Perjalanan hari pertama sangat melelahkan bagi tim 4 juri lapangan. Tiga babinsa di dua kota benar-benar menguras tenaga kami. Sesuai jadwal yang ditentukan ketua panitia, malam pertama, tim harus menginap di Lamongan. Tapi hingga malam, kami masih ada di Tuban.
Sekitar pukul 21.30 kami meninggalkan kediaman Peltu Sonhaji, babinsa di Desa Pugoh, Kecamatan Bancar, Kabupaten Tuban. Saya kembali mengemudikan Honda Mobilio. Badan sudah lelah. Kantuk pun mulai melanda. Namun, harus bisa tetap kuat mengemudikan mobil. Hanya tersisa saya sendiri yang bisa bawa mobil.
BACA JUGA:Penjurian Lapangan Brawijaya Award (29): Bojonegoro-Tuban, Perjalanan yang Mengesankan
Pak dosen (Gitadi Tegas Supramudyo, red) tidak bisa mengemudikan mobil saat malam. Mata pak dosen tidak lagi bisa melihat jelas ketika malam. Mungkin saja karena sering menatap layar laptop atau pusing membaca skripsi mahasiswanya. Mungkin.
Sudut hotel di Lamongan yang saat malam cukup seram.-Moch Sahirol Layeli-
Perjalanan keluar dari tempat Peltu Sonhaji, kami didampingi Lettu Inf Anang, Pasiter Kodim 0811/Tuban. Ia tidak mau kami tersesat lagi. Atau kembali ke perkebunan jagung seperti perjalanan kami sebelumnya.
Saat itu kami kaget, ternyata jarak dari jalan raya ke rumah Peltu Sonhaji tidak jauh. Hanya sekitar 20 sampai 30 menit perjalanan saja. Kami pun terus mengikuti perwira muda dengan balok dua emas di tanda kepangkatannya itu dari belakang. Anang memastikan kami bisa keluar dari Tuban.
Awalnya, pak dosen menyarankan kita untuk menginap di Tuban. “Kita cari penginapan di sini saja mas. Besok kita lanjutkan perjalanan,” ucap Pak Dosen.
“Saran saya sih pak kita tetap lanjut. Istirahat di Lamongan saja. Supaya, bangun pagi, kita langsung ke kodim. Jadinya kan dekat pak,” ucap saya sambil tetap fokus membawa mobil. Pak dosen setuju. Semua di dalam mobil itu sepakat perjalanan dilanjutkan. Sesuai dengan yang dijadwalkan. Kami menginap di Lamongan.

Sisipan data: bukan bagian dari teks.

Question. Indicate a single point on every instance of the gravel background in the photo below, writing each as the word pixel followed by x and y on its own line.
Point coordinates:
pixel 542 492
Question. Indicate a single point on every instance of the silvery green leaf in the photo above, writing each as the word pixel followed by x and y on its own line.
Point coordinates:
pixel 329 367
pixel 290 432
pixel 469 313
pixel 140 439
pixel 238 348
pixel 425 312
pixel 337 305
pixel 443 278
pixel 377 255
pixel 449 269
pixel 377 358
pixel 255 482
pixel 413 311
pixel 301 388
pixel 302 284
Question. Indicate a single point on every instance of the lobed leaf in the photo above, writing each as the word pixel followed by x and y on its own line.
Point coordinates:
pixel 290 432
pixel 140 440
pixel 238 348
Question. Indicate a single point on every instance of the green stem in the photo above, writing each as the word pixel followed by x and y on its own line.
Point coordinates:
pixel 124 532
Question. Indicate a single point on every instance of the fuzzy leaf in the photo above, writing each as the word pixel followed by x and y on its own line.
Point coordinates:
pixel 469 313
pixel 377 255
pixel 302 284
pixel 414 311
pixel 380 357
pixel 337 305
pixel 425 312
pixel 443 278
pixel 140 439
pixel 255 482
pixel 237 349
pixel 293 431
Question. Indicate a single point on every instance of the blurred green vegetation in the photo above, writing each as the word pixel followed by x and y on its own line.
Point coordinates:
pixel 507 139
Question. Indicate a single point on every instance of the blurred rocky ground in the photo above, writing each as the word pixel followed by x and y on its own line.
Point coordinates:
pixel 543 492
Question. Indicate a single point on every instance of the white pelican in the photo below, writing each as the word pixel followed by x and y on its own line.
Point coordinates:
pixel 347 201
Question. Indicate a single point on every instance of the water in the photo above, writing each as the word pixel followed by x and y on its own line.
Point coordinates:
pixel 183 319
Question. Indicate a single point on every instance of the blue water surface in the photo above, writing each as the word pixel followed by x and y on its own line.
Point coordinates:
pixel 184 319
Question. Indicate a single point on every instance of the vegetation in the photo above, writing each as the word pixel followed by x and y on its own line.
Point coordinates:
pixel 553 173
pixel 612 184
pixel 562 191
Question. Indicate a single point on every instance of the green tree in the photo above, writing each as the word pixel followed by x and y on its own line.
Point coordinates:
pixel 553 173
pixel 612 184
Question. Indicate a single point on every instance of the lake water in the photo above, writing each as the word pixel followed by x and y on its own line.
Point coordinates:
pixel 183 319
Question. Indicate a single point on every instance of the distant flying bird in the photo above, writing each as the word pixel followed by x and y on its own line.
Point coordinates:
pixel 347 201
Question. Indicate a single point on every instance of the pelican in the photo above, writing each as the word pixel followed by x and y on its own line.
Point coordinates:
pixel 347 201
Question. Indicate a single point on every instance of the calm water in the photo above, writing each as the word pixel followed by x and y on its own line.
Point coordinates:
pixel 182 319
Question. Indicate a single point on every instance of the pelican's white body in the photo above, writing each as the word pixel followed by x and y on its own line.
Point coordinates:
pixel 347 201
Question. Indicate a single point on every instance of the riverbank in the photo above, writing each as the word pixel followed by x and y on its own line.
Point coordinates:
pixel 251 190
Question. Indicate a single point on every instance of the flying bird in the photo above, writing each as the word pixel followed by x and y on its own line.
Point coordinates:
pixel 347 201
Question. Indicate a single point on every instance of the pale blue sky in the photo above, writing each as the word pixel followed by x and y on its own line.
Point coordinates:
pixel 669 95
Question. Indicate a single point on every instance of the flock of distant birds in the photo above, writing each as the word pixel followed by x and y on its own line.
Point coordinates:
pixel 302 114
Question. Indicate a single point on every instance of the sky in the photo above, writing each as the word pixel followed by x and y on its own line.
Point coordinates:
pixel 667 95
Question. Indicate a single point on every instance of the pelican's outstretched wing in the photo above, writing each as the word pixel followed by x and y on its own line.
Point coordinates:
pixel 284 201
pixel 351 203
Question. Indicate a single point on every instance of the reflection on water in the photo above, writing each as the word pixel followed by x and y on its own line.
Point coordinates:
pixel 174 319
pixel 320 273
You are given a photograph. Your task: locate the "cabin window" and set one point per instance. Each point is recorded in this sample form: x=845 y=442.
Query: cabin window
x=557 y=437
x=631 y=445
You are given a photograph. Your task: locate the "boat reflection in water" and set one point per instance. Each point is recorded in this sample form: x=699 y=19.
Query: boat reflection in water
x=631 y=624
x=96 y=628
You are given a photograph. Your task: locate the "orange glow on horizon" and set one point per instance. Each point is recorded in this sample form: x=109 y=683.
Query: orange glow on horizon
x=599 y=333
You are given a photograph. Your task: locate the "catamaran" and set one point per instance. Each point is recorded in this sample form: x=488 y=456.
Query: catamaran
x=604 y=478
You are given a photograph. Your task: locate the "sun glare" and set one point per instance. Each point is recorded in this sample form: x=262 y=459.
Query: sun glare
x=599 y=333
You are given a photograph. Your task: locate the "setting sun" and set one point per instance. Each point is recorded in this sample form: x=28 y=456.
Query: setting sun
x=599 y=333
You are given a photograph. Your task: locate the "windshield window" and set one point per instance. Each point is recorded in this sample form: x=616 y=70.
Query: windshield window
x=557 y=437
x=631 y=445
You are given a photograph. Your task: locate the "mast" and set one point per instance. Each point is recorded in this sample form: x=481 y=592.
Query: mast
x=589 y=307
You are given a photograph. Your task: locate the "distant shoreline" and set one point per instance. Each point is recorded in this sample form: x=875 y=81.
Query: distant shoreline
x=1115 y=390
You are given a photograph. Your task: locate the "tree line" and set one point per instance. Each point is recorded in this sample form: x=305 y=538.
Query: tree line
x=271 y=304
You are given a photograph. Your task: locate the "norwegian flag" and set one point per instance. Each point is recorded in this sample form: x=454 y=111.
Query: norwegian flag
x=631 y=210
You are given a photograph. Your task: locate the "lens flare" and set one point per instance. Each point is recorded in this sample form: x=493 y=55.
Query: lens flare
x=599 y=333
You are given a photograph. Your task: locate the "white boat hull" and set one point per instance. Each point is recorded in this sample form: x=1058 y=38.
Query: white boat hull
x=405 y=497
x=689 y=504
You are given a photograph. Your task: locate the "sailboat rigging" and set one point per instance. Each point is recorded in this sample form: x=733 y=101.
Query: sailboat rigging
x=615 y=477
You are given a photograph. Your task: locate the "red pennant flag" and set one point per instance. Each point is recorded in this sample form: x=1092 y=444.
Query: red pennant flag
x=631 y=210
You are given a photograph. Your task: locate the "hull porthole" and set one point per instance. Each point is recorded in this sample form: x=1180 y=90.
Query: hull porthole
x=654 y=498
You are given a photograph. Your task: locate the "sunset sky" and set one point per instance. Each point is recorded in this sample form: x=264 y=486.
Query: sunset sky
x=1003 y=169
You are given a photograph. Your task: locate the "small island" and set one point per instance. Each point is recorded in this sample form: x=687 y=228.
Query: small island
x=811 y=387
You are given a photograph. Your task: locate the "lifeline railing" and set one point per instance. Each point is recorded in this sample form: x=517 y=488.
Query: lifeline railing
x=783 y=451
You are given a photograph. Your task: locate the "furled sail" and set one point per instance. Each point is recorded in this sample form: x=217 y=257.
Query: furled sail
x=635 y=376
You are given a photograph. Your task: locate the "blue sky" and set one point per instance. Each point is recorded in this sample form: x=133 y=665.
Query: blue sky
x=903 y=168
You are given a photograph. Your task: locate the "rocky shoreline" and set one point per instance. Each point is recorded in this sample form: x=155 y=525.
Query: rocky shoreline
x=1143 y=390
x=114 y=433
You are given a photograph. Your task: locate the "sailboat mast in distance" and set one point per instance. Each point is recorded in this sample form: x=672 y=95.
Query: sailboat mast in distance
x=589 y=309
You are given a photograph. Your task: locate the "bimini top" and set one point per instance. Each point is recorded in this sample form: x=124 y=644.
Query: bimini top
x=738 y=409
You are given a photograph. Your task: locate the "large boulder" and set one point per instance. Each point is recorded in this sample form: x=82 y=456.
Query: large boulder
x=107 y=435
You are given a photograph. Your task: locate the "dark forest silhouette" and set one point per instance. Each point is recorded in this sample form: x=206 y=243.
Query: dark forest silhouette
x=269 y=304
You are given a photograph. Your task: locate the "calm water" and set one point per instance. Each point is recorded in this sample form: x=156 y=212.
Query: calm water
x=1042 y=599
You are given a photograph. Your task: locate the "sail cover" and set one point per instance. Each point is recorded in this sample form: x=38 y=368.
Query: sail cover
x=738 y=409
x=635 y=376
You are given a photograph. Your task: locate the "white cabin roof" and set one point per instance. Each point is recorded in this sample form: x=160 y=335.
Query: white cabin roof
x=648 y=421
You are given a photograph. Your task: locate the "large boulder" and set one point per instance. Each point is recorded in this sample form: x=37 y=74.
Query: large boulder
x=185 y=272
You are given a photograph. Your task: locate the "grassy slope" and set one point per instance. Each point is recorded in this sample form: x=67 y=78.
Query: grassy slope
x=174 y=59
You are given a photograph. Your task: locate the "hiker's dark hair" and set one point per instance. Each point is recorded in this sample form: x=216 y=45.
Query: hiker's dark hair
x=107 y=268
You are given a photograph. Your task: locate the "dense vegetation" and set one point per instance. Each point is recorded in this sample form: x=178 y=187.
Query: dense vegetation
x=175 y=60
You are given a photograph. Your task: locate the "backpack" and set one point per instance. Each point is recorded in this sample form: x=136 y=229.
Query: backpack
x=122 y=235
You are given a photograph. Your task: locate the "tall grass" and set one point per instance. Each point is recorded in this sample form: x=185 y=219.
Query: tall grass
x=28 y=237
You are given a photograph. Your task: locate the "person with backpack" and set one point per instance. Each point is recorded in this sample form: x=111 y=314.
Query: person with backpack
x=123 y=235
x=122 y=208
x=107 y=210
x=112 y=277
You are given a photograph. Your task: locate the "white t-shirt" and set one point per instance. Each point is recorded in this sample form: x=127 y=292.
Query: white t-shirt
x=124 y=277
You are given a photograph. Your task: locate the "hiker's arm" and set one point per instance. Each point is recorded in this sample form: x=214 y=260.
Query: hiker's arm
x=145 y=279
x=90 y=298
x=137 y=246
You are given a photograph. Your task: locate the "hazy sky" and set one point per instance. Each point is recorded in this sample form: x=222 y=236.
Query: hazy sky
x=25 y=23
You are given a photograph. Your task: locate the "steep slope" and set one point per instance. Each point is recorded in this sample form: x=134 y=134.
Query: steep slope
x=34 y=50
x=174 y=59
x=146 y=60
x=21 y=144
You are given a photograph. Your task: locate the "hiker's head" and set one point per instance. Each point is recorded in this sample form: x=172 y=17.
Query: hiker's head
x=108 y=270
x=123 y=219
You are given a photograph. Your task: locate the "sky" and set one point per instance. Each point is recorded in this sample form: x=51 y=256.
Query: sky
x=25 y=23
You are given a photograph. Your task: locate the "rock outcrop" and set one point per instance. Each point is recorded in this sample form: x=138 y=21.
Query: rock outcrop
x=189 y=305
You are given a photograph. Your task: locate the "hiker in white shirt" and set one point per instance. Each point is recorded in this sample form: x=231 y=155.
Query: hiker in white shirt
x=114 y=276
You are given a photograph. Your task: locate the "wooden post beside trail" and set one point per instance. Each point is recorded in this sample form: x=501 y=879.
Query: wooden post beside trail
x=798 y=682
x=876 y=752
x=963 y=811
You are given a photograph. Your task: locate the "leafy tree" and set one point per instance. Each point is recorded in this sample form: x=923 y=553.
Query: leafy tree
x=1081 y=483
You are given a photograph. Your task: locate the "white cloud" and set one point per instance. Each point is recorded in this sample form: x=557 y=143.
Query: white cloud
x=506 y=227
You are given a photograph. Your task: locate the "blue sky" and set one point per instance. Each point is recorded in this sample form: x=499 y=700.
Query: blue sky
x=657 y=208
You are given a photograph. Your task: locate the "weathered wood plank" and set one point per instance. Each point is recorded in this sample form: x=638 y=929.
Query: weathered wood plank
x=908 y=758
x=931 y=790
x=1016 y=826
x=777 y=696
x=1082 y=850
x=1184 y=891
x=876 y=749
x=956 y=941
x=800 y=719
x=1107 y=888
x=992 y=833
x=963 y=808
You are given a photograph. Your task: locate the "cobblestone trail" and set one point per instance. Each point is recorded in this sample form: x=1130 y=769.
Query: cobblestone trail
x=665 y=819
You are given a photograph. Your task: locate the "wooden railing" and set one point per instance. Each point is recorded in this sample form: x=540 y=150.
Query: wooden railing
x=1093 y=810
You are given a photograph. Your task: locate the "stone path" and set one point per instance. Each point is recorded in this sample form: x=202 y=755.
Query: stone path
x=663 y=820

Perjalanan malam itu diarahkan menggunakan jalur pantura (Pantai Utara) Pulau Jawa. Pelbagai mobil besar menemani perjalanan kita. Mata yang tadi mengantuk, sekejap sadar 100 persen. Itu karena melihat banyaknya truk yang berada di samping kami.
Fokus hilang sebentar saja, cerita ini akan berubah. Bisa dipastikan tidak ada yang menulis cerita ini. Apalagi, kami dalam posisi kecepatan tinggi. Belum lagi, di tengah perjalanan, kami melihat mobil yang baru saja kecelakaan. Avanza vs truk.
Sahirol, sang forografer kembali menjadi navigator. Dari spion mobil, saya melihat Bagus dan Pak Dosen sudah tidur. Saya sangat paham dengan kondisi mereka. Karena kita semua sudah capek. Saya sudah tidak bisa pamitan dengan Lettu Inf Anang.
“Komandan, terima kasih sudah diantar sampai sini (jalan keluar Tuban, red),” ucap saya dari telepon genggam.
Saya hanya bisa berpamitan melalui telepon.
“Siap mas. Jangan kapok-kapok main ke sini. Hati-hati di jalan,” ucapnya di seberang sana.
Kini, kami kembali mengandalkan kehebatan googlemap untuk memandu kami. “Semoga jangan tersesat lagi,” guyon Sahirol.